Any time you try to modify a codebase like that, you tend to find yourself up to your ass in alligators before you can even get a start on draining the swamp. Not the least of the problems is that a mess like that is almost forbiddingly hard to read. You may be able to tell there’s a monument to good design underneath all the accumulated cruft, but that’s not a lot of help if the cruft is overwhelming.

One thing the cruft was overwhelming was efforts to secure and harden NTP. This was a serious problem; by late last year (2014) NTP was routinely cracked and in use as a DDoS amplifier, with consequences Ars Technica covers pretty well.

I got hired (the details are complicated) because the people who brought me on believed me to be a good enough systems architect to solve the general problem of why this codebase had become such a leaky mess, even if they couldn’t project exactly how I’d do it. (Well, if they could, they wouldn’t need me, would they?)

The approach I chose was to start by simplifying. Chiseling away all the historical platform-specific cruft in favor of modern POSIX APIs, stripping the code to its running gears, tossing out as many superannuated features as I could, and systematically hardening the remainder.

To illustrate what I mean by ‘hardening’, I’ll quote the following paragraph from our hacking guide:

* strcpy, strncpy, strcat:  Use strlcpy and strlcat instead.
* sprintf, vsprintf: use snprintf and vsnprintf instead.
* In scanf and friends, the %s format without length limit is banned.
* strtok: use strtok_r() or unroll this into the obvious loop.
* gets: Use fgets instead. 
* gmtime(), localtime(), asctime(), ctime(): use the reentrant *_r variants.
* tmpnam() - use mkstemp() or tmpfile() instead.
* dirname() - the Linux version is re-entrant but this property is not portable.

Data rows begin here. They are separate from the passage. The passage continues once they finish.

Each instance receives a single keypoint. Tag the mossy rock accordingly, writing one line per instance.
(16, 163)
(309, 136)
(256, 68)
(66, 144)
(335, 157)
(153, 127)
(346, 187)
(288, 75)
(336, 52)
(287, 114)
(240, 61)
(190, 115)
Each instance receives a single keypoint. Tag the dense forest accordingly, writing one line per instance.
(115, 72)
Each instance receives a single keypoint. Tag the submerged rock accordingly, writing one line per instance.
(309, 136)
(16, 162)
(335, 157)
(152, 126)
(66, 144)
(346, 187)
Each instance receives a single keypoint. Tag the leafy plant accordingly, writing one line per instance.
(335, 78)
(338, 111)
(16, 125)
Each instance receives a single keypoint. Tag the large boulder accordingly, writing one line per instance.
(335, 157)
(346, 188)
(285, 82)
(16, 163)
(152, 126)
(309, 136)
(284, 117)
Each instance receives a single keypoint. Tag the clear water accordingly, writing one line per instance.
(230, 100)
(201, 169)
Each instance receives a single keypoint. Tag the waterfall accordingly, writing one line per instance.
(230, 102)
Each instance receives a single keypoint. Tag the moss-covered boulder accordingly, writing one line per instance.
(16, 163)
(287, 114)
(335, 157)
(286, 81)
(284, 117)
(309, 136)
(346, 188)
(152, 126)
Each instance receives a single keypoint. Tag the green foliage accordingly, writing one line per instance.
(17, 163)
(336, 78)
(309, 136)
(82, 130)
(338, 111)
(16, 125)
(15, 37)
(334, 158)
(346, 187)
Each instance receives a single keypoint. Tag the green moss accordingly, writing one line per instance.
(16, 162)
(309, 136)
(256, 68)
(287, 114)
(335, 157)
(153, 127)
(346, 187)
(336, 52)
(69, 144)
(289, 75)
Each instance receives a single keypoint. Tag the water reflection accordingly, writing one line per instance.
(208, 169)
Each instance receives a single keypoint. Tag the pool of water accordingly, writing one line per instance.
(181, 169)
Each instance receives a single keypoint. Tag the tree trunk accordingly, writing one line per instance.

This formalized an approach I’d used successfully on GPSD – instead of fixing defects and security holes after the fact, constrain your code so that it cannot have defects. The specific class of defects I was going after here was buffer overruns.

OK, you experienced C programmers out there are are thinking “What about wild-pointer and wild-index problems?” And it’s true that the achtung verboten above will not solve those kinds of overruns. But another prong of my strategy was systematic use of static code analyzers like Coverity, which actually is pretty good at picking up the defects that cause that sort of thing. Not 100% perfect, C will always allow you to shoot yourself in the foot, but I knew from prior success with GPSD that the combination of careful coding with automatic defect scanning can reduce the hell out of your bug load.

Another form of hardening is making better use of the type system to express invariants. In one early change, I ran through the entire codebase looking for places where integer flag variables could be turned into C99 booleans. The compiler itself doesn’t do much with this information, but it gives static analyzers more traction.

Back to chiseling away code. When you do that, and simultaneously code-harden, and use static analyzers, you can find yourself in a virtuous cycle. Simplification enables better static checking. The code becomes more readable. You can remove more dead weight and make more changes with higher confidence. You’re not just flailing.

I’m really good at this game (see: 57% of the code removed). I’m stating that to make a methodological point; being good at it is not magic. I’m not sitting on a mountaintop having satori, I’m applying best practices. The method is replicable. It’s about knowing what best practices are, about being systematic and careful and ruthless. I do have an an advantage because I’m very bright and can hold more complex state in my head than most people, but the best practices don’t depend on that personal advantage – its main effect is to make me faster at doing what I ought to be doing anyway.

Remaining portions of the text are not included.